The security architect's position is lucrative but probably the most demanding and stressful role in the field of crypto. Since many blockchain applications like cryptocurrency exchanges operate with large sums of money, protection against malicious attacks becomes the crucial point of a company's business strategy. Even the most minor data leak can erode users’ trust in products and services, so a security architect must constantly analyze and respond to emerging threats and vulnerabilities. The position requires mastery of cryptography, programming languages, and cybersecurity organization, so the Master’s degree in CS or Mathematics is often a prerequisite.

Front-end developer

Front-end developers focus their efforts on parts of the website or application users directly interact with, like widgets, buttons, registration forms, pages, and menus. The simplicity and intuitive design are crucial for retaining clients and building a loyal customer base. Even slight inconvenience with navigating the service can discourage users from the company’s product, so the front-end developer must find a balance between simplicity and functionality. The necessary skills for this position include proficiency in HTML, CSS, and JavaScript programming languages. The CS degree is a desired asset, but a substantial portfolio can make for the lack of formal education.

Tokenomics specialist

The token economy is an industry still on the early stage of development. Tokens can represent anything from the right to the asset or service to a fraction of the painting. While creating a token isn’t rocket science, understanding how to integrate them into business strategy can be quite a challenge. And that’s where tokenomics specialist comes in. Such a professional is responsible for the token development and application. Since the field is still emerging, there are no degree requirements. The decisive factor is relevant experience and competence working with blockchain ecosystems like Ethereum, Cardano, Solana, Terra, and Polka Dot. A tokenomics specialist should also effortlessly navigate the blockchain environment, which includes knowledge of DEXs, crypto wallets, credit protocols, and gas wars.

Data center technician

The crypto industry isn’t just digital services. There’s also a mining sector with a huge demand for hands-on, hardware-focused professionals like data center technicians. The person on this position is responsible for the maintenance, deployment, diagnosing, and repairing mining equipment. To get this job, one has to have a background in electrical engineering, computer science, or related fields.

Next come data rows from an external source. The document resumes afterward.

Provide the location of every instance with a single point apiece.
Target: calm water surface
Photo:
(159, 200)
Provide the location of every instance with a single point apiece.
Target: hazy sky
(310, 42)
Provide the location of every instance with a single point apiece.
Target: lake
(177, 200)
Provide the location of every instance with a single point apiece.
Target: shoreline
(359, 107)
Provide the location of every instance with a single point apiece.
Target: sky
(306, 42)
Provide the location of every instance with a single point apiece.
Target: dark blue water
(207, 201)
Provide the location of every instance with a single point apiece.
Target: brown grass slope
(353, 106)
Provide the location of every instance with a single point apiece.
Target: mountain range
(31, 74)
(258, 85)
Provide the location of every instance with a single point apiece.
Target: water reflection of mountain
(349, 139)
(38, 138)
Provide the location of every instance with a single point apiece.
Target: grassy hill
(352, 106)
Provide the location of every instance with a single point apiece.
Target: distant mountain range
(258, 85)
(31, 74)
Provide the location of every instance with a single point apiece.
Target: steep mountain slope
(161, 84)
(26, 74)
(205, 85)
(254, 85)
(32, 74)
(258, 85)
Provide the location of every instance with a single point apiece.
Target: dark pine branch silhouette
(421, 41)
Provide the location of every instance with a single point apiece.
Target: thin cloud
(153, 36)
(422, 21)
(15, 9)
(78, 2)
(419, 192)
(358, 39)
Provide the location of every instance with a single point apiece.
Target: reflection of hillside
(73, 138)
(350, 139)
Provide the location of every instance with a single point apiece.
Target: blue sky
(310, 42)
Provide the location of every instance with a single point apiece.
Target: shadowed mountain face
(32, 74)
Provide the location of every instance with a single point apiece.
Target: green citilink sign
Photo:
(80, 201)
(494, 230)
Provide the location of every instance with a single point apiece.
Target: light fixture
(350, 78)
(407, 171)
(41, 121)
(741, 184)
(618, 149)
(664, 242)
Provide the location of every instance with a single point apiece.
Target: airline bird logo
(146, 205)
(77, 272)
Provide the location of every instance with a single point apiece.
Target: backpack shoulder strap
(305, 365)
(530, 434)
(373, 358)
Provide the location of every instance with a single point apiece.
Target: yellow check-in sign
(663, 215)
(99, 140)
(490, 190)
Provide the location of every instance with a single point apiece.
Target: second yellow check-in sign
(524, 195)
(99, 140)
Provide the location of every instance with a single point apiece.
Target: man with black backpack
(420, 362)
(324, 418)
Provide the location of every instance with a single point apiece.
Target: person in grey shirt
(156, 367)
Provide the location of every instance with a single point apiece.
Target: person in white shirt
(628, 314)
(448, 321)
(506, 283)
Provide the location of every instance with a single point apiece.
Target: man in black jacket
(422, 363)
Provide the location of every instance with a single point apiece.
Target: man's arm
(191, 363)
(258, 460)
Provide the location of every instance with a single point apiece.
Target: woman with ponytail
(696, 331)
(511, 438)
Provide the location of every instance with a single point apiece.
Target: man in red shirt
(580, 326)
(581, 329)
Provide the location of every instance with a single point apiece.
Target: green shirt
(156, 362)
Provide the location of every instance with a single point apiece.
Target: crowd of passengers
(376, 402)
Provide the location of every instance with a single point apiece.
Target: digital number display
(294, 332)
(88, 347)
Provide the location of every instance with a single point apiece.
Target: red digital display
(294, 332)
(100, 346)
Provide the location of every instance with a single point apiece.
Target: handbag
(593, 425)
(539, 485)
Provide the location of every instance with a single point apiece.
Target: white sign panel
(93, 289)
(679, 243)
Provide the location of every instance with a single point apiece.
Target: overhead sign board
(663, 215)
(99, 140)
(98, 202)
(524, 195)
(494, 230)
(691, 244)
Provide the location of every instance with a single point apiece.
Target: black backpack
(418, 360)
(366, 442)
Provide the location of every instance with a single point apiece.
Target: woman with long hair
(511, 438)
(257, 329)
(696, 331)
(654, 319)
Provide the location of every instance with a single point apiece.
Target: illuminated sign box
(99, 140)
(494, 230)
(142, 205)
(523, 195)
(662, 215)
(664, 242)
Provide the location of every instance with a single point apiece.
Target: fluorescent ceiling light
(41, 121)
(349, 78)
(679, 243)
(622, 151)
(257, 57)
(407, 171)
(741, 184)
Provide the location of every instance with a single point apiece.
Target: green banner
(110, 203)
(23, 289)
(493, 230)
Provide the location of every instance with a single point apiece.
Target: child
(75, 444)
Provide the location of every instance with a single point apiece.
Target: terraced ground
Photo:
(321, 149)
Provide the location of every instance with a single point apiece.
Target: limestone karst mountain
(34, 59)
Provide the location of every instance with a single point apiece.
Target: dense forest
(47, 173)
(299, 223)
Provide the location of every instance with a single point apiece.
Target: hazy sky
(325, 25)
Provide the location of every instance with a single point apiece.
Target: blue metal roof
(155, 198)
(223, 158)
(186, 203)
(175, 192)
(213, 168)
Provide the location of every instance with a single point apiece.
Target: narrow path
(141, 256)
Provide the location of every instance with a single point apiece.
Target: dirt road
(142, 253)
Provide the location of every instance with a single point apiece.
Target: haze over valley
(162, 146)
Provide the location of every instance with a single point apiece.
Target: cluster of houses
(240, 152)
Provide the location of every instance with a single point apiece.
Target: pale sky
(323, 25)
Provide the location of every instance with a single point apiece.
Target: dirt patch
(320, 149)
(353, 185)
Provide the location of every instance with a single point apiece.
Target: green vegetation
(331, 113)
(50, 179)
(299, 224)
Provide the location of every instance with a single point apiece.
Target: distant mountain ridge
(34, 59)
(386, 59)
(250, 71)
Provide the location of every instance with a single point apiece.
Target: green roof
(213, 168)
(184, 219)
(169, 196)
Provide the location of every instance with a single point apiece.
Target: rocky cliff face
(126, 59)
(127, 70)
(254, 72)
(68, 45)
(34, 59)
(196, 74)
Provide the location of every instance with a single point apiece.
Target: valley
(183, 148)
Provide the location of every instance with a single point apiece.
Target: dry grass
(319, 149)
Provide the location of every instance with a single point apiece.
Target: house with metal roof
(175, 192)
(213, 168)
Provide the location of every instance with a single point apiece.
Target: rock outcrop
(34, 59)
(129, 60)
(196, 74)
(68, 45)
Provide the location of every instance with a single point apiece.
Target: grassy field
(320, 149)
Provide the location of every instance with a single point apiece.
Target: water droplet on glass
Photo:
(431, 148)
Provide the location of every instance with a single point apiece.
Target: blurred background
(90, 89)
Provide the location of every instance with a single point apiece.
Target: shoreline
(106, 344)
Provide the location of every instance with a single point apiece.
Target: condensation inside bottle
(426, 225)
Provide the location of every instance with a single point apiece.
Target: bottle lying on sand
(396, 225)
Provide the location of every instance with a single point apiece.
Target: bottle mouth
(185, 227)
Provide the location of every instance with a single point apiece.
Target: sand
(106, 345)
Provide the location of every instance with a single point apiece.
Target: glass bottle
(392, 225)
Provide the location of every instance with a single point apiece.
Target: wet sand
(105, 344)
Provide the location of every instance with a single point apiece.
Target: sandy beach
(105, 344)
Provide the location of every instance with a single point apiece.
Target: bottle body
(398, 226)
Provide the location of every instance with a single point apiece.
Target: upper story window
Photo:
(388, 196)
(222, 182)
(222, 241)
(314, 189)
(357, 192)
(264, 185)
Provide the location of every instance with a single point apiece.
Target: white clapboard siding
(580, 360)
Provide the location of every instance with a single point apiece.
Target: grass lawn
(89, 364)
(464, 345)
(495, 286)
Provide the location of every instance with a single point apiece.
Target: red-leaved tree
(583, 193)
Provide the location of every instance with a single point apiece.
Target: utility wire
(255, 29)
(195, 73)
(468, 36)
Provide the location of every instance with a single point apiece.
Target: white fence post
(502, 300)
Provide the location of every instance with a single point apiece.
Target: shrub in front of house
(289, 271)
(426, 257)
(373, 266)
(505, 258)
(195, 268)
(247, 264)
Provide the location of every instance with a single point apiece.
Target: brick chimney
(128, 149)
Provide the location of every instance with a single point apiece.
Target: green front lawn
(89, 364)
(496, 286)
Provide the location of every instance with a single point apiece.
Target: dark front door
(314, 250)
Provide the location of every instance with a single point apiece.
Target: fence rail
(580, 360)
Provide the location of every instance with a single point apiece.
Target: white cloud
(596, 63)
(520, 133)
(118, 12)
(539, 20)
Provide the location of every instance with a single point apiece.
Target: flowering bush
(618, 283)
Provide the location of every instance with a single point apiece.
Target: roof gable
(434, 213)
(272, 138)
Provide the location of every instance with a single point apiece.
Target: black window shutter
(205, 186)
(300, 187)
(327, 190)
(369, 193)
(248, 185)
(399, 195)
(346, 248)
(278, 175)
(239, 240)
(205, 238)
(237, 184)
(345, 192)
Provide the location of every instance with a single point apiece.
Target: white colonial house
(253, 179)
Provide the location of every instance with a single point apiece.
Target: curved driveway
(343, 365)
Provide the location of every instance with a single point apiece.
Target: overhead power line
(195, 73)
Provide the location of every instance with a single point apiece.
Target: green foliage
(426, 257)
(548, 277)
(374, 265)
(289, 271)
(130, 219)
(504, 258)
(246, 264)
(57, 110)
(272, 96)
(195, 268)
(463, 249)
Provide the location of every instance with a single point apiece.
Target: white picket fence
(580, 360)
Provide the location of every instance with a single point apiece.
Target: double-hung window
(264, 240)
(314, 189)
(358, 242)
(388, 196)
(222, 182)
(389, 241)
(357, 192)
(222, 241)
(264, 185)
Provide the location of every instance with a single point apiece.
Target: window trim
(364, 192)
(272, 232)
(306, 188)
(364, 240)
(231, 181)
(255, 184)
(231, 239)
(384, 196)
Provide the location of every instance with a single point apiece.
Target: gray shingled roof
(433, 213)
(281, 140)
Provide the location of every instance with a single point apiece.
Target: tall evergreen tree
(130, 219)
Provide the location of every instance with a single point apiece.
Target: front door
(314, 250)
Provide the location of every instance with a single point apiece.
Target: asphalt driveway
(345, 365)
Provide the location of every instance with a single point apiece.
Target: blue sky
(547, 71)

Apart from data center technicians, mining companies also frequently look for electricians, embedded developers, pool managers, and cooling systems engineers.

More to come

As the whole crypto industry grows and goes mainstream, we can expect that the number of blockchain-related jobs will continue to grow. And it won’t be just engineering – every technical position will create several non-technical administrative, operational, and management jobs. That means that the industry will open its doors for people of diverse qualifications and educational backgrounds.